23.10.2023

LE VIEILLISSEMENT, UN DEFI QUI N’EXPLIQUE PAS TOUT  

La zone euro est entrée dans une période de vieillissement démographique, la proportion des retraités augmentant plus vite que l’ensemble de la population. Cette évolution en l’absence d’une progression des gains de productivité est synonyme d’une croissance potentielle faible et d’une augmentation des déficits publics. Dans les prochaines années, le défi du vieillissement sera l’un des plus difficiles à résoudre avec celui de la transition énergétique, d’autant que les populations se montrent de plus en plus rétives à l’immigration.

 

De 2022 à 2050, la population en âge de travailler de la zone euro diminuera de près de 20 % quand la population globale augmentera de moins de 10 %. Pour enrayer la baisse de la population en âge de travailler, les États tentent d’augmenter le taux d’emploi en reculant par exemple l’âge de départ à la retraite. Le taux d’emploi des 20/64 ans est ainsi passé, au sein de la zone euro, de 2010 à 2023 de 68 à 74 %. Les marges de manœuvre en la matière sont de plus en plus limitées. La France et l’Italie demeurent les rares pays pour lesquels une progression du taux d’emploi est possible pour les moins de 25 ans et pour les 55/64 ans. L’autre facteur permettant de compenser le recul de la population active concerne les gains de productivité. Or, depuis 2017, ceux-ci ne progressent plus. La productivité est même en baisse dans plusieurs pays dont la France et l’Espagne. Depuis une dizaine d’années, les gains de productivités sont de plus en plus faibles en Europe comme dans les autres pays de l’OCDE. Entre 2010 et 2022, la productivité par tête n’a augmenté que de 6 % en zone euro.

 

Sans redressement des gains de productivité, et avec une progression moindre du taux d’emploi, la croissance potentielle de la zone euro de 2023 à 2050 devrait être proche de 0 %. Le PIB par habitant pourrait ainsi diminuer favorisant le développement de tensions sociales. L’absence de croissance intervient au plus mauvais moment car les États devront financer les dépenses en hausse en matière de retraite, de santé, de dépendance, de défense et d’éducation. Ils devront également consacrer une part de plus importante de leur budget à la transition énergétique. Depuis 2010, les dépenses publiques augmentent de plus d’un point par an. Naturellement, sans réalisation d’arbitrages, cette progression devrait s’accentuer. De 2023 à 2050, les dépenses publiques pourraient augmenter de plus de 27 %. À pression fiscale inchangée, la hausse des dépenses publiques en 2050 pourrait représenter 14 points de PIB. Depuis la crise financière, de nombreux États ont joué sur la dette publique pour financer le surcroît de dépenses publiques. Celle-ci a augmenté de plus de 10 points de PIB pour la zone euro entre 2010 et 2022, l’augmentation atteignant 27 points de PIB pour la France.

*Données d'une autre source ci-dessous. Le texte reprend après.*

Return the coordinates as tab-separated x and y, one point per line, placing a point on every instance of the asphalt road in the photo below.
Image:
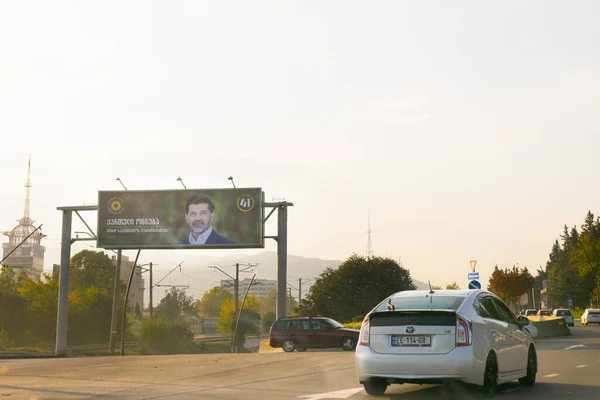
568	370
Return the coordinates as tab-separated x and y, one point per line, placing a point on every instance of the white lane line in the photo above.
574	347
340	394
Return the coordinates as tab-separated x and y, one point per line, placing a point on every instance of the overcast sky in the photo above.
469	129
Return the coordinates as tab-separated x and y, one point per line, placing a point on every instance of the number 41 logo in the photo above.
245	203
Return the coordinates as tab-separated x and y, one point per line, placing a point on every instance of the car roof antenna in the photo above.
391	306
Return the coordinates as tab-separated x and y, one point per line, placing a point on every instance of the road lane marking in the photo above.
574	347
340	394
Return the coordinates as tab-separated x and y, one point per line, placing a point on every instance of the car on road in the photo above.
566	314
426	336
590	316
301	333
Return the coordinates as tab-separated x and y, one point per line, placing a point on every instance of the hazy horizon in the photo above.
464	128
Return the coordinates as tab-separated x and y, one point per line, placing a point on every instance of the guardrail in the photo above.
550	326
250	339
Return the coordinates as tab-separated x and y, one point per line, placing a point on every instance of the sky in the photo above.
468	129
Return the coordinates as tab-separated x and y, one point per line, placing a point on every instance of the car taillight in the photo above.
463	332
364	332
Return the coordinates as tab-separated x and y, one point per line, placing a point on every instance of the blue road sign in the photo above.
473	276
474	285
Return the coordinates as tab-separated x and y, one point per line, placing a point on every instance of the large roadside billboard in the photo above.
180	219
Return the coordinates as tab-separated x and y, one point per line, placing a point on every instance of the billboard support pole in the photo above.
63	291
281	260
124	322
281	239
114	317
65	259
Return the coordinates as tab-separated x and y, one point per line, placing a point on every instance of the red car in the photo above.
301	333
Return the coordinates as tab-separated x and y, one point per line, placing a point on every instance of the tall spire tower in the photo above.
27	189
24	251
369	244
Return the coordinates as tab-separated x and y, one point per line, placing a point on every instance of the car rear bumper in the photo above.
458	364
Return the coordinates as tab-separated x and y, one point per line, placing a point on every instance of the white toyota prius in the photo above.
425	336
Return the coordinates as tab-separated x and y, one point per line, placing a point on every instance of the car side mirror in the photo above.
522	321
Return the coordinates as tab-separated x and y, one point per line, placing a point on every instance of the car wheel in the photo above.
490	376
288	346
375	386
348	344
529	379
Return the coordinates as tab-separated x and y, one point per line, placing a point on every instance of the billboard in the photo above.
180	219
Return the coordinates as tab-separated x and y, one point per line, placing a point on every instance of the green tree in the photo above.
249	318
267	321
91	268
41	298
358	285
175	304
510	284
210	303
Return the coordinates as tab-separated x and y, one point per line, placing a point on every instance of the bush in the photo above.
5	340
161	335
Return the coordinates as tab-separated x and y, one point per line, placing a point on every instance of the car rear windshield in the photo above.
425	302
563	313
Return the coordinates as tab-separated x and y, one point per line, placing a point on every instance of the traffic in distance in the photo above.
558	312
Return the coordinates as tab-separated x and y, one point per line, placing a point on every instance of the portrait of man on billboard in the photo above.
199	214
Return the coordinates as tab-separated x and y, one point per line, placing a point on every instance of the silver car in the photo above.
425	336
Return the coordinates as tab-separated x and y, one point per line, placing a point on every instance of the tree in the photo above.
353	289
249	318
210	303
91	268
510	284
175	304
267	321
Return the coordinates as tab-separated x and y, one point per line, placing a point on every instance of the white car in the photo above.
566	314
422	336
590	316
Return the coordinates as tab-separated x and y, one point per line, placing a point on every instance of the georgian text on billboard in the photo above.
173	219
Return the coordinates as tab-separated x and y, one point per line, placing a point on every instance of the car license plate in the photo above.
402	340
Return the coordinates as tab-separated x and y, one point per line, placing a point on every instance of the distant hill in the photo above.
298	266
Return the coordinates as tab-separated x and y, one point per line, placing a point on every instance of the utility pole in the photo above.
114	318
236	288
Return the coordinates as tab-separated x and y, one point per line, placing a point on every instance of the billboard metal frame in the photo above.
187	247
65	259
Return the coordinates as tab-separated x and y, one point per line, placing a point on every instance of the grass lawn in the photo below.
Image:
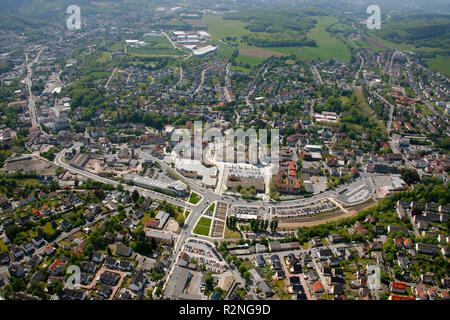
212	207
440	64
194	198
252	61
282	290
327	45
3	246
229	234
48	229
203	226
145	217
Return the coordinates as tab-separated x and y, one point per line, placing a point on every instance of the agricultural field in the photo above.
327	45
259	53
195	22
156	46
155	51
229	33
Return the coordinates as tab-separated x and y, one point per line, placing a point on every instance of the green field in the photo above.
194	198
155	51
212	206
327	45
440	64
203	226
3	247
48	229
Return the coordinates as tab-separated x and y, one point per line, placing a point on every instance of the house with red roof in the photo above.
398	287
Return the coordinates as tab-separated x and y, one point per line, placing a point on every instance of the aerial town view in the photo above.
224	150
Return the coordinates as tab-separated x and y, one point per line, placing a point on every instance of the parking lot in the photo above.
205	253
305	209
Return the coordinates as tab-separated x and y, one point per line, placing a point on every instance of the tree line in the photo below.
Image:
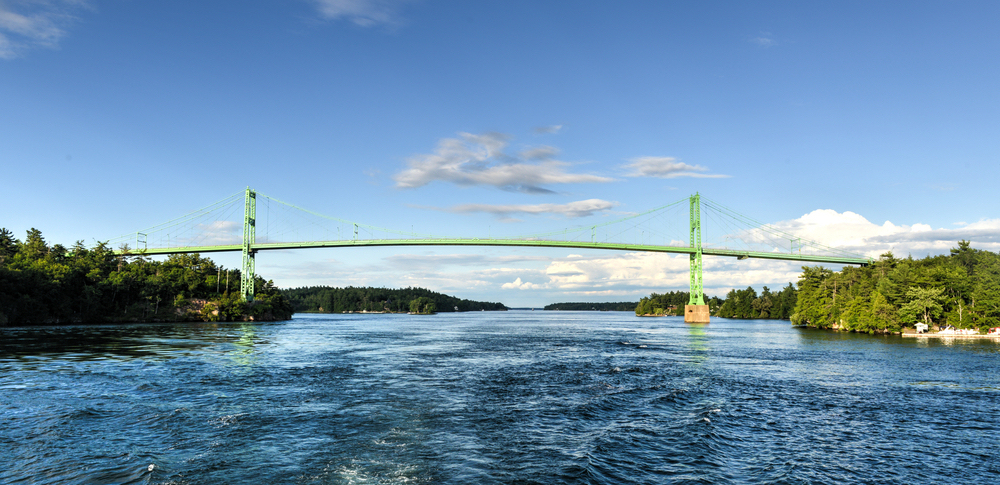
43	284
961	289
327	299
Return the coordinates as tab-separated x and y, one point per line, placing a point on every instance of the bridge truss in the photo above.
217	225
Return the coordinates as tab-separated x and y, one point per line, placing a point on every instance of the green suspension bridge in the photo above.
216	228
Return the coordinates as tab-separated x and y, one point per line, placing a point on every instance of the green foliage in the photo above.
353	299
42	284
623	306
747	304
960	289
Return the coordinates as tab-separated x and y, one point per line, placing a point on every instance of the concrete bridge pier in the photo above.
696	314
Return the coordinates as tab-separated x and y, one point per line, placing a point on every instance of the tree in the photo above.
922	303
422	305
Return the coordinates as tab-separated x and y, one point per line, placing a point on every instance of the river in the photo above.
494	397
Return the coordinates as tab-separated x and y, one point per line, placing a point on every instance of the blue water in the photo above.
505	397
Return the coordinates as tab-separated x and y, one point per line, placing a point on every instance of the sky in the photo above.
872	126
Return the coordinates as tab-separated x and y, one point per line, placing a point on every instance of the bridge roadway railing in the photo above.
503	242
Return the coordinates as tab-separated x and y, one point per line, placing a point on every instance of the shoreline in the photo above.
950	335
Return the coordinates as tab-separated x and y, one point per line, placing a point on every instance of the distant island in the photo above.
623	306
328	299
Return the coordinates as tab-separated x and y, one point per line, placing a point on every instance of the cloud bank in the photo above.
482	160
580	208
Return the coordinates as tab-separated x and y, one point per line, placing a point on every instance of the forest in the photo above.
43	284
671	303
961	289
326	299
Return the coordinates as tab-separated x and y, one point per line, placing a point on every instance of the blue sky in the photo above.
870	125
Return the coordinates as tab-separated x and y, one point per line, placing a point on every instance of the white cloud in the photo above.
29	24
548	130
666	167
853	232
580	208
519	285
365	13
481	160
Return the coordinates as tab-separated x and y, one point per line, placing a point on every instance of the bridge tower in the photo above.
696	311
249	233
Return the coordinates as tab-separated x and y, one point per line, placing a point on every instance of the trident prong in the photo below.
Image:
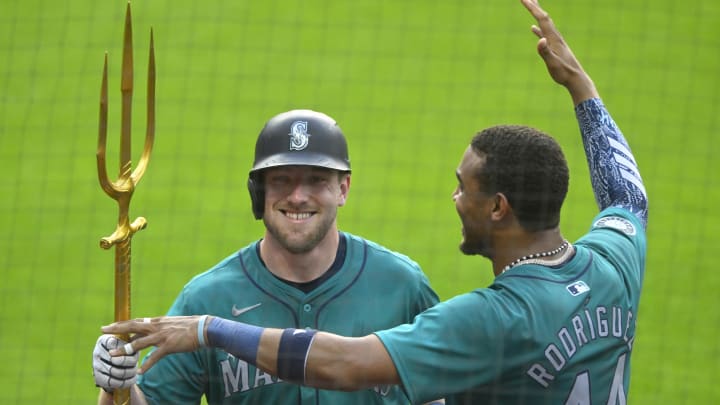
122	189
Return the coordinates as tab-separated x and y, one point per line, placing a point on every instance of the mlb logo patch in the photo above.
577	288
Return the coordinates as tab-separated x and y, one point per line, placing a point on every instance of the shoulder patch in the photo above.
619	223
577	288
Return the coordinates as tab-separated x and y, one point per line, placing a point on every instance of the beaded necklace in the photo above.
532	258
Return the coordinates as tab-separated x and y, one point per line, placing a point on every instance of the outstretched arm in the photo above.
614	173
335	362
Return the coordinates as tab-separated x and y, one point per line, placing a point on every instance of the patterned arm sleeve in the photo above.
614	173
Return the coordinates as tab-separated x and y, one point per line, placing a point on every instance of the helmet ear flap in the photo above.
257	195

Le recours à l’endettement était relativement facile quand les taux d’intérêt étaient nuls. Il devient de plus en plus difficile avec le retour à des taux normaux. Pour la France, le service de la dette s’est accru de 15 milliards d’euros en 2022. La nécessaire maîtrise de la dette devrait contraindre les États à augmenter les impôts et à réaliser des arbitrages au niveau des dépenses. Seront exposées aux éventuelles économies, celles liées à la retraite en raison de leur poids et de leur forte progression.

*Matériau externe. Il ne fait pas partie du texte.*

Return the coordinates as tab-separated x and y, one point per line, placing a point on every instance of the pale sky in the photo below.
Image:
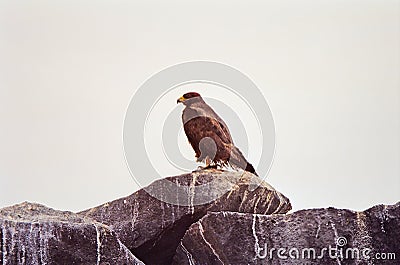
330	71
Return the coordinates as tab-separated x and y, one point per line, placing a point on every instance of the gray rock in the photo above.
34	234
238	238
152	226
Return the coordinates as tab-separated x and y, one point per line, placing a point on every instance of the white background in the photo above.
330	71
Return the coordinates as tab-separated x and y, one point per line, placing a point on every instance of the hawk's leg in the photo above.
209	164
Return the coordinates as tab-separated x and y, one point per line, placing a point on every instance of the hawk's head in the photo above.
189	98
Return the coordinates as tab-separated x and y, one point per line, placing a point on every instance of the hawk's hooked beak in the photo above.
181	99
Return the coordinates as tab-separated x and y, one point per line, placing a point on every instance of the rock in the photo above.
238	238
34	234
152	226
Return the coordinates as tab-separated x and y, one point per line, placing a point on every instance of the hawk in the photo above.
209	136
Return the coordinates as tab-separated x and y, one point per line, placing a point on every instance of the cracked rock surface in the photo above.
34	234
151	227
368	237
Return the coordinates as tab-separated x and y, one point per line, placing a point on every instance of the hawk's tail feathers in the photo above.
237	159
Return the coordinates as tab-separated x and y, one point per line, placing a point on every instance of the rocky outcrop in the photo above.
152	226
316	236
34	234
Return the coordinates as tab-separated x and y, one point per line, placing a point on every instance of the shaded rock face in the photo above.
152	228
34	234
369	237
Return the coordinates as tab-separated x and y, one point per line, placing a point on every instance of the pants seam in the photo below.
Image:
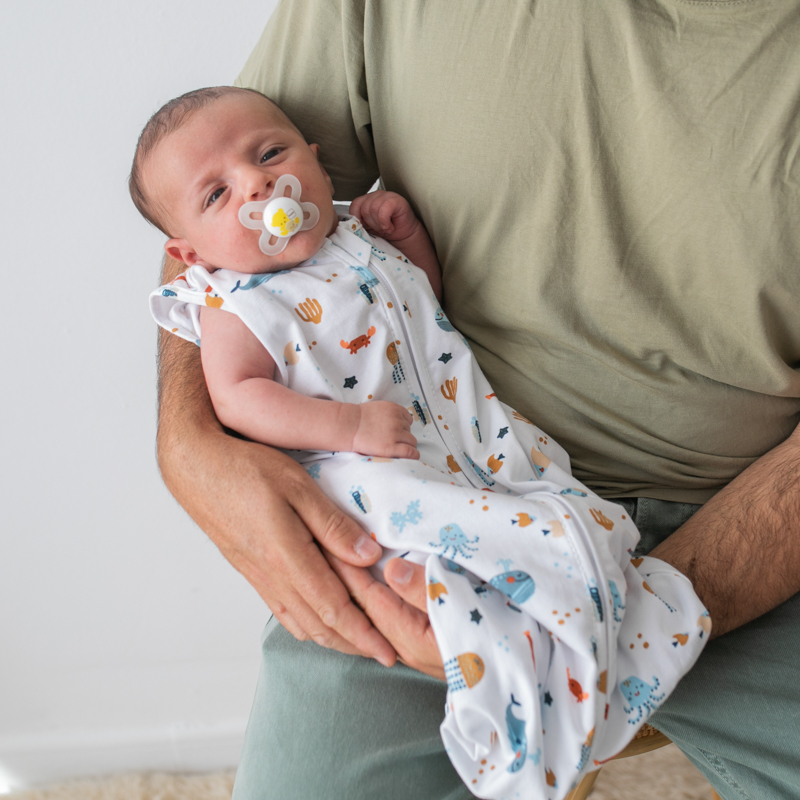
717	765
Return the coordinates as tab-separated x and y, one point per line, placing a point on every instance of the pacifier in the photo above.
281	216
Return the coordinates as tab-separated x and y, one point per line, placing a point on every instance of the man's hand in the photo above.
398	611
384	430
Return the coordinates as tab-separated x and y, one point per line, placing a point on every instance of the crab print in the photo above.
359	341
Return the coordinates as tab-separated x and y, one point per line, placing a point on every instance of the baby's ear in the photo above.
180	250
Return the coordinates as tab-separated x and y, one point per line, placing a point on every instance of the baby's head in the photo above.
205	154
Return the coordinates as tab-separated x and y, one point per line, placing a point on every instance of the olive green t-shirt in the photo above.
613	191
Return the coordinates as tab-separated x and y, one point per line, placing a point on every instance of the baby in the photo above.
322	339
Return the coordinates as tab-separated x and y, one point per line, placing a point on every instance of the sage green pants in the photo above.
325	726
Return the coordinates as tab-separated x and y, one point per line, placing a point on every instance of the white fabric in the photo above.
557	646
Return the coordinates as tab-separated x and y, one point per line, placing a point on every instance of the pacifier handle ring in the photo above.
268	227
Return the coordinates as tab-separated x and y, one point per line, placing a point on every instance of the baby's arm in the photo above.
389	216
239	373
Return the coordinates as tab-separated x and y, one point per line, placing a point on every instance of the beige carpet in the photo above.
665	774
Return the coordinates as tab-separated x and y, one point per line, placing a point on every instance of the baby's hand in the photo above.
384	429
385	214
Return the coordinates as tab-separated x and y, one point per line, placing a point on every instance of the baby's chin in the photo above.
299	248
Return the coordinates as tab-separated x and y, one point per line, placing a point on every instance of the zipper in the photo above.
386	285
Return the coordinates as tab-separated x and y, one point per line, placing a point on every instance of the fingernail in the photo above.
402	572
366	547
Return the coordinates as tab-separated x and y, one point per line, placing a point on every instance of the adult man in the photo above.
632	290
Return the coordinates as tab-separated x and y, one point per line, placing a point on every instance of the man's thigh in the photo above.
326	725
737	713
334	726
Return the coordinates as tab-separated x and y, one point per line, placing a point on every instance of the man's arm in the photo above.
741	550
261	509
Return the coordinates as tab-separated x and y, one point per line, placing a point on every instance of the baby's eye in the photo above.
215	196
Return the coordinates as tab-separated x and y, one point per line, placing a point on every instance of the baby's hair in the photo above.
169	118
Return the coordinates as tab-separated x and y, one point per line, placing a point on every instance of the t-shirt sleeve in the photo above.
310	61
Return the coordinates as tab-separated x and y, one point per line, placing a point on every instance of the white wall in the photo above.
126	640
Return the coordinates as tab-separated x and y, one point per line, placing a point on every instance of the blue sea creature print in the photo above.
453	567
641	697
452	537
418	409
586	750
476	429
479	472
367	275
515	584
411	516
257	280
442	321
313	471
364	289
368	280
516	736
594	593
616	599
360	498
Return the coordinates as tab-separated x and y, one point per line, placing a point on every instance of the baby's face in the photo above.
228	153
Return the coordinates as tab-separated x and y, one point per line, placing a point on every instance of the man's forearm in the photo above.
741	550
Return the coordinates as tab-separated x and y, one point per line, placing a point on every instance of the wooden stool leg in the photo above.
581	791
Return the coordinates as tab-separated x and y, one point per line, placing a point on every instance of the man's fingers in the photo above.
325	610
404	624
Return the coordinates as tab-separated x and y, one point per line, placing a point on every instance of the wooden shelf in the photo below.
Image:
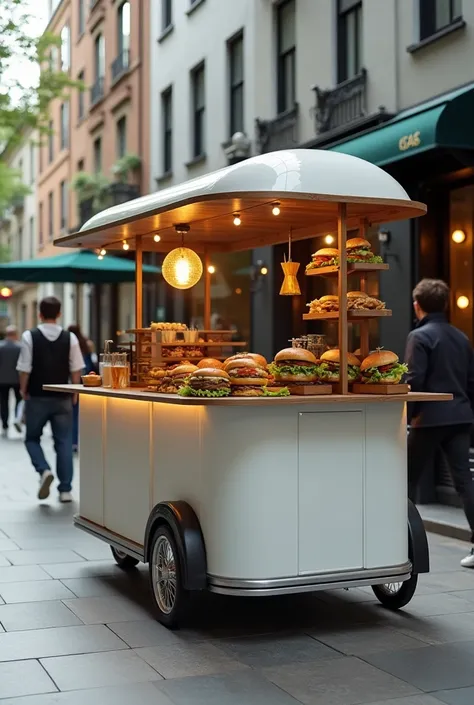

Plus une population vieillit, plus la proportion de l’épargne investie dans des produits de long terme est censée diminuer. En effet, l’aversion aux risques augmente avec l’âge. L’horizon de placement étant plus court, les placements en actions seraient pénalisés. Par ailleurs, les ménages à la retraite doivent logiquement puiser dans leur épargne pour maintenir leur pouvoir d’achat, ce qui devrait aller à l’encontre des placements « actions » et provoquer une baisse des cours. Ce désengagement des ménages de l’épargne de long terme conduit les États à jouer un rôle croissant d’intermédiation, de transformation de l’épargne de court terme en ressources de long terme. Cette fonction de transformation est d’autant plus indispensable que, dans le même temps, la transition énergétique suppose la réalisation de nombreux investissements à la rentabilité différée dans le temps.

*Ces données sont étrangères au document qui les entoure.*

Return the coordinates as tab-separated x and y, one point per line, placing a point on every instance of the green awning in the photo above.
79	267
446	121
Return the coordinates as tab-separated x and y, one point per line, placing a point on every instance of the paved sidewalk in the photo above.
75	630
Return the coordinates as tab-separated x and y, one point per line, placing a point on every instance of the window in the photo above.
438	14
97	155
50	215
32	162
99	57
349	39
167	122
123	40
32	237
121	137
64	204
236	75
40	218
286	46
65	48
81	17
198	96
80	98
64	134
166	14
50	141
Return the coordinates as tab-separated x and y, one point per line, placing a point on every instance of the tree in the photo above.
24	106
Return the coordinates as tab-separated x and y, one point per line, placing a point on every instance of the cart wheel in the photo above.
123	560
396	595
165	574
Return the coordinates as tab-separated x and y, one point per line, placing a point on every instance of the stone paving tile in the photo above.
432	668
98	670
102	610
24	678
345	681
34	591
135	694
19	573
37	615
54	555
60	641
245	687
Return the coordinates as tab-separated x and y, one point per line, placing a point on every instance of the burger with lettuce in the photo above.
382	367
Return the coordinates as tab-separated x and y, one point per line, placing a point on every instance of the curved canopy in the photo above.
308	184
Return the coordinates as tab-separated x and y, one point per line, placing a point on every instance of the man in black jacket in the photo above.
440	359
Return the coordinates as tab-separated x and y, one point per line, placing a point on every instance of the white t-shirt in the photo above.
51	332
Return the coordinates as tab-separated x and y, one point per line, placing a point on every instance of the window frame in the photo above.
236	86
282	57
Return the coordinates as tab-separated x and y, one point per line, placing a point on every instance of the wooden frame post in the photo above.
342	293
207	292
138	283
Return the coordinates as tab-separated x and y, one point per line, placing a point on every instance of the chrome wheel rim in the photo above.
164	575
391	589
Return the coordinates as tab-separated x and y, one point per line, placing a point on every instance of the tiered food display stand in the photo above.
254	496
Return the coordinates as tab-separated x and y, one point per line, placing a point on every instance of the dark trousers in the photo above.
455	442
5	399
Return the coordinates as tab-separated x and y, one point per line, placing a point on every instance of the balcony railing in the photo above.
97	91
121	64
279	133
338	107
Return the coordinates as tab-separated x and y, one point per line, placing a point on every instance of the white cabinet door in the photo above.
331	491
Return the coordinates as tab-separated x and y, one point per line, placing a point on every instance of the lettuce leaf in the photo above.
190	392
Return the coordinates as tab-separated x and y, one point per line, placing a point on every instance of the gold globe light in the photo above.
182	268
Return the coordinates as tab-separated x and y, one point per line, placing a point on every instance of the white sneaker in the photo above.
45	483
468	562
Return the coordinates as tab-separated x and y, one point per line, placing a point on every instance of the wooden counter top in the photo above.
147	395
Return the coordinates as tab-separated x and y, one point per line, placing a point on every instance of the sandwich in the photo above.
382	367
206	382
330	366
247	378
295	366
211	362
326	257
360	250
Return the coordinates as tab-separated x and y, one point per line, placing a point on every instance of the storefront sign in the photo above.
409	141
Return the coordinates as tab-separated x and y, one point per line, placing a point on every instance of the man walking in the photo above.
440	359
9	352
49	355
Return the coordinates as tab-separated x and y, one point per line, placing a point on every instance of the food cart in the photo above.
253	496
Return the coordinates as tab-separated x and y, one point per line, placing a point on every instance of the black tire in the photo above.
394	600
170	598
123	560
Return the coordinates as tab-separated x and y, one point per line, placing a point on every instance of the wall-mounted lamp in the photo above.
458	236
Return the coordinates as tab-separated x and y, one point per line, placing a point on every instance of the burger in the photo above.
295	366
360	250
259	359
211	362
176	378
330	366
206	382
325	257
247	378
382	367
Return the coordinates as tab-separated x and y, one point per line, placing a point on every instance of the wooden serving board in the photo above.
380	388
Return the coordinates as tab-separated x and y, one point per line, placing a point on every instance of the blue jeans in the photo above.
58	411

Au sein de la zone euro, la population de plus de 60 ans représentait 28 % de l’ensemble de la population en 2022, contre 19 % en 1995. Sur cette même période, la proportion de l’épargne financière risquée (actions et obligations d’entreprises) est passée de 32 à 26 %. Cette baisse concerne tous les grands États membres de la zone euro (France, Allemagne, Espagne, Italie). Au Japon, la part des plus de 60 ans dans la population est passée de 20 à 35 % de 1995 2022, et la proportion de l’épargne financière risquée de 30 à 19 %.

 

 

Cette baisse de la détention financière en produits risqués qui est globale au sein de l’OCDE n’est pas du seul fait des épargnants les plus âgés. Au sein des États membres, ces produits restent, en effet, essentiellement possédés par les plus de 50 ans (55 ans aux États-Unis). Le rajeunissement des actionnaires constaté en France, depuis 2020 demeure, pour le moment, limité.

Au Japon comme en Europe, les retraités sont des épargnants nets, au moins jusqu’à 75 ans. Ils continuent à investir dans des produits financiers. L’aversion aux risques serait plus manifeste chez les jeunes actifs. Le coût de l’immobilier les dissuaderait de placer leur épargne sur des produits de long terme.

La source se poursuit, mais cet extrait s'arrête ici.